No child is too young to avoid being scarred by domestic violence or abuse, says Cynthia Arreola, who manages New York Presbyterian Hospital’s program for treating the youngest victims of abuse.

“We know even when very young children are exposed to traumatic events, the effects can be harmful and long-lasting,” Arreola says.

New York Presbyterian’s Family PEACE – Preventing Early Adverse Childhood Experiences – Trauma Treatment Center helps begin the healing process for abused children up to five years of age and moves them and their moms toward being more resilient, Arreola says. 

The program also trains hospital staff on how to effectively screen patients for signs of serious trouble at home. “We are talking about physical, sexual and emotional abuse,” says Wanda Vargas, the program’s lead psychologist. “It is often a partner who is abusive toward the mother and the child witnesses it … or the partner is abusing the child.”

The program provides clinical services to children and their caregivers who live in the Washington Heights neighborhoods of northern Manhattan – an area hard hit by cases of domestic violence and abuse. Therapists work to build a trusting and secure relationship between parent and child.

Most clients receive weekly, yearlong counseling designed to “help the parent understand the child … and, as the child becomes more verbal, we help them understand what has happened to the parent,” Vargas says. “And we develop a narrative about the trauma that has occurred.”

Nearly 200 families last year received counseling through the program, which is supported by a $400,000 five-year grant from the Department of Health and Human Services’ Substance Abuse and Mental Health Services Administration. Key partners include the Northern Manhattan Perinatal Partnership (NMPR), a maternal child health organization that provides critical health and social services to communities throughout Manhattan.

Families are referred to the Family PEACE center through social service organizations, like NMPR, law enforcement agencies and the hospital’s clinics. 

The trauma can manifest itself in children’s anger, aggression, sadness, despair, depression and regression – an inability to do things they could do before they experienced the abuse or violence. Without the early intervention provided at the Family PEACE center, these at-risk children wouldn’t make it in kindergarten, Vargas says. They would be expelled or placed in an outpatient behavioral treatment program.
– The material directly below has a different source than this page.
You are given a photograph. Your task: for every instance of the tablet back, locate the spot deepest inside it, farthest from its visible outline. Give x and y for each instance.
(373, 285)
“That is why we do this,” she says. “These are children who are scared. They are worried about their mom and their own safety. They don’t have much resources left to sit in a classroom and act like other five-year-olds.”

The program is making an impact on the population served, says manager Arreola. For 2016 participants, more than 50% of children had fewer behavioral problems; 75% of adults felt less depressed, and nearly 70% of them said they were less stressed because of the counseling they received at the center.

“We have the power to make change for the family and interrupt the intergenerational transmission of domestic violence,” Arreola says. “These young boys are not going to grow up to be batterers.”